A smarter, faster, AI-powered future for science
Looking ahead, Volkov is quick to point out that AI should not be seen as a magic solution, but rather as an important tool – powerful, precise, and always handled with care. “Our approach is to treat AI like any other lab equipment. We’re scientists first and foremost, and while AI can predict material properties, identify patterns, or analyze research papers, every output is still reviewed and validated by a human expert. This double-checking is a fundamental part of our process. Also, AI will never replace scientists; it will work alongside them, enhancing their capabilities and accelerating the pace of discovery.

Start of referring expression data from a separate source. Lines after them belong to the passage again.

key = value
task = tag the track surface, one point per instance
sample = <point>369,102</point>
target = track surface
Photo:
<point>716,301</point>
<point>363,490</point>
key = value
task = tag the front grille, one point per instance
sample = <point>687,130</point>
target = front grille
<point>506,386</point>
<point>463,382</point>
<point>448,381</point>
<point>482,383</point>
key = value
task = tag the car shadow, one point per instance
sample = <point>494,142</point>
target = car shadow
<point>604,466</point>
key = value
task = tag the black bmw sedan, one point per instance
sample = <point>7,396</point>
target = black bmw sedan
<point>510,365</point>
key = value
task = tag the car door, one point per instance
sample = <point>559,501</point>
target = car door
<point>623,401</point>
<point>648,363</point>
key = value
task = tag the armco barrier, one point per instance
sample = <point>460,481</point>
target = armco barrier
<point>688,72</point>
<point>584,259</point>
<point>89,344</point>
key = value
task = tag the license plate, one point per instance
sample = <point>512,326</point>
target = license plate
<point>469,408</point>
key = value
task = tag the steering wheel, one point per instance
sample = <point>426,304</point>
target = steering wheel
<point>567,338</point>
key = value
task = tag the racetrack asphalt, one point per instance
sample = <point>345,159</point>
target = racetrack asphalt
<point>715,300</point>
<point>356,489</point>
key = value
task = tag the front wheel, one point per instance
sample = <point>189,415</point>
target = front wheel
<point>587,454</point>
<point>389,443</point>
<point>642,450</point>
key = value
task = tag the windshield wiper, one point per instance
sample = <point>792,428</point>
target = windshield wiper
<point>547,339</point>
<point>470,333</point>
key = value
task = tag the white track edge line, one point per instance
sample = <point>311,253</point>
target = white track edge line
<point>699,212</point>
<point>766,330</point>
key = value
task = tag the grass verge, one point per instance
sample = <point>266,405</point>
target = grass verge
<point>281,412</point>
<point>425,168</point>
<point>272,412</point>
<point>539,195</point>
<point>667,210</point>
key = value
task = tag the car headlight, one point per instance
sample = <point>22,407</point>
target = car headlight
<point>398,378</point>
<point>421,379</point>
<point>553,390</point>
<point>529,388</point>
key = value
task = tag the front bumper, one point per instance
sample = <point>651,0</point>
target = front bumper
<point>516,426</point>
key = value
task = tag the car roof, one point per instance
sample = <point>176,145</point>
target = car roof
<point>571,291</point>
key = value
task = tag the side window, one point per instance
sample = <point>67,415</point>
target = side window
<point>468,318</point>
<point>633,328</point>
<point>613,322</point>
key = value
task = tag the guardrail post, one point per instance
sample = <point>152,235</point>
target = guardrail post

In many ways, the whole system of AI in materials science is still in its early stages, Volkov notes. “But that’s exactly what makes it so exciting. There’s a real opportunity now for AI and modern R&D professionals to evolve together.”
For Volkov and his team, success in this new era of scientific exploration will depend on more than just data or AI tools. “The main requirements for any scientist working with AI today are curiosity, patience, and bravery,” he says. “With those, we believe research teams can take scientific discovery to a whole new level.”